In [1]:
# Import necessary libraries for data manipulation, visualization, and analysis
import socceraction
import socceraction.spadl as spadl
import matplotlib
import matplotlib.font_manager as fm
import matplotlib.pyplot as plt
import matplotlib.colors as mcolors
from matplotlib.colors import LinearSegmentedColormap
import pandas as pd
import numpy as np
import warnings
from mplsoccer import Pitch, VerticalPitch, lines
from scipy.ndimage import gaussian_filter
from mplsoccer import Pitch, VerticalPitch, lines
from PIL import Image
import urllib
In [2]:
# Configure pandas display options and suppress specific warnings
pd.set_option('display.max_columns', None)  # Ensure all columns are displayed in DataFrame outputs
warnings.simplefilter(action='ignore', category=pd.errors.PerformanceWarning)  # Ignore performance warnings from pandas
warnings.filterwarnings(action="ignore", message="credentials were not supplied. open data access only")  # Suppress credential-related warnings
In [3]:
# Load custom fonts for visualization
fe_regular = fm.FontEntry(
    fname='/Users/davidegualano/Documents/Python FTBLData/SourceSansPro-Regular.ttf',
    name='SourceSansPro-Regular'
)
fe_semibold = fm.FontEntry(
    fname='/Users/davidegualano/Documents/Python FTBLData/SourceSansPro-SemiBold.ttf',
    name='SourceSansPro-SemiBold'
)

# Insert both fonts into the font manager
fm.fontManager.ttflist.insert(0, fe_regular)
fm.fontManager.ttflist.insert(1, fe_semibold)

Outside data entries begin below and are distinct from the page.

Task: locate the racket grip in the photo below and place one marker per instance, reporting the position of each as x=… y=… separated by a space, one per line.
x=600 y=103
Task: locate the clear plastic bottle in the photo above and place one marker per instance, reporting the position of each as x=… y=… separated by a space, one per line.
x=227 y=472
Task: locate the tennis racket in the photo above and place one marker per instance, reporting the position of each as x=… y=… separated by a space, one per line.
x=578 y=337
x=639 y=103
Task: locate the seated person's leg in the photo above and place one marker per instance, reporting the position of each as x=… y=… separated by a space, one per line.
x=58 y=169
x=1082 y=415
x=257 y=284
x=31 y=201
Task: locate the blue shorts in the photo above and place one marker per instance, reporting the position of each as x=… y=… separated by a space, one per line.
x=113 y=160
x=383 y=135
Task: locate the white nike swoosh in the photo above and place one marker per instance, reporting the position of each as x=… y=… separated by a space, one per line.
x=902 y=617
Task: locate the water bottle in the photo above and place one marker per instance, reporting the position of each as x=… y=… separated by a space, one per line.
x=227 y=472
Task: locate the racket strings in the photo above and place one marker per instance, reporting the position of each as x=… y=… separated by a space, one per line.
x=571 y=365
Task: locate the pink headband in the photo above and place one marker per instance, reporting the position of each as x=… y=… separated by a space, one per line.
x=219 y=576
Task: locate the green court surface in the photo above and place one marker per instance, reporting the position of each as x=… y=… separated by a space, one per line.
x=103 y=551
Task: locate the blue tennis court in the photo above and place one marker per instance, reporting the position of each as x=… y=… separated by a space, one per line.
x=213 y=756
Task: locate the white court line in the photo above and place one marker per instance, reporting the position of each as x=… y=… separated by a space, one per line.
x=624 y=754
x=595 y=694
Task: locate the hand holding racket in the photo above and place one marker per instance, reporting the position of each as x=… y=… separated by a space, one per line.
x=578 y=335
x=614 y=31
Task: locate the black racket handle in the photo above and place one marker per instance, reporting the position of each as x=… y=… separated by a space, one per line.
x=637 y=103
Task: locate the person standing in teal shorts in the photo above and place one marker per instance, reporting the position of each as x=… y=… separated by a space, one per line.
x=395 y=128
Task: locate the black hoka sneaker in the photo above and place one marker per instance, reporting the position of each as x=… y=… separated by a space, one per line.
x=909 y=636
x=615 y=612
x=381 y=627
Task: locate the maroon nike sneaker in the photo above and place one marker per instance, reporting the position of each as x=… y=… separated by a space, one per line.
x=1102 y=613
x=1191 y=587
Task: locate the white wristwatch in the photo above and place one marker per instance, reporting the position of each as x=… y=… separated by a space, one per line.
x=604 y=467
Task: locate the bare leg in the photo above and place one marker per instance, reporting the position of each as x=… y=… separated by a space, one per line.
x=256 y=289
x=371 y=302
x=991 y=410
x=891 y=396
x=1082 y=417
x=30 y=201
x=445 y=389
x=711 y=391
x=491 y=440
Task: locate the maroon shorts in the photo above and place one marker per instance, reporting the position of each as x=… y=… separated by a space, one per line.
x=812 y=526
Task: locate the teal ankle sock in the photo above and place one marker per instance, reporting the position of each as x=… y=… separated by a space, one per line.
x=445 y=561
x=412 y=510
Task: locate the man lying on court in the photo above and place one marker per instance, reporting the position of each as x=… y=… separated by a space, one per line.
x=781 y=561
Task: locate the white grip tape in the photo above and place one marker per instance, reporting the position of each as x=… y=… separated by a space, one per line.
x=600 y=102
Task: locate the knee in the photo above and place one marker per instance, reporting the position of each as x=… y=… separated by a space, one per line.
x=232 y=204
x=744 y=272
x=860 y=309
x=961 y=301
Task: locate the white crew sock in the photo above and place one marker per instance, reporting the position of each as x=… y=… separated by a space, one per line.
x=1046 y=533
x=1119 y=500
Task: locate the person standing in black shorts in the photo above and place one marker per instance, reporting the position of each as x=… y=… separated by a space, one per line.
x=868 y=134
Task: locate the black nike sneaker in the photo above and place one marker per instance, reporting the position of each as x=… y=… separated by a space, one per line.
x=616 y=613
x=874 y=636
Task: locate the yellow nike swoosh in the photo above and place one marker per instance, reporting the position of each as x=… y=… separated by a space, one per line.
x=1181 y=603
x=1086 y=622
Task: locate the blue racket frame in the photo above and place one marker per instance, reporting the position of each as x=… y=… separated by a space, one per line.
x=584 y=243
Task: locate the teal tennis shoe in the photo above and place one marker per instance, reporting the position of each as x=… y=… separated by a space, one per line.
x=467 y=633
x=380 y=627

# Set the font family to the custom regular font
matplotlib.rcParams['font.family'] = fe_regular.name
In [4]:
# Load datasets from CSV files
xG = pd.read_csv("xGactions.csv", index_col=0)  # Expected goals data
fb = pd.read_csv("teamsFOTMOB.csv", index_col=0)  # Ids mapping from FOTMOB and Whoscored
players = pd.read_csv("players2425.csv", index_col=0)  # Players data
games = pd.read_csv("games2425.csv", index_col=0)  # Games data
actions = pd.read_csv("actions2425.csv", index_col=0)  # Events data
In [5]:
# Select relevant columns from games dataset
games = games[["game_id", "competition_id", "season_id"]]

# Select relevant player information
players_info = players[['game_id', 'team_id', 'player_id', 'player_name', 'season_id', 'competition_id']]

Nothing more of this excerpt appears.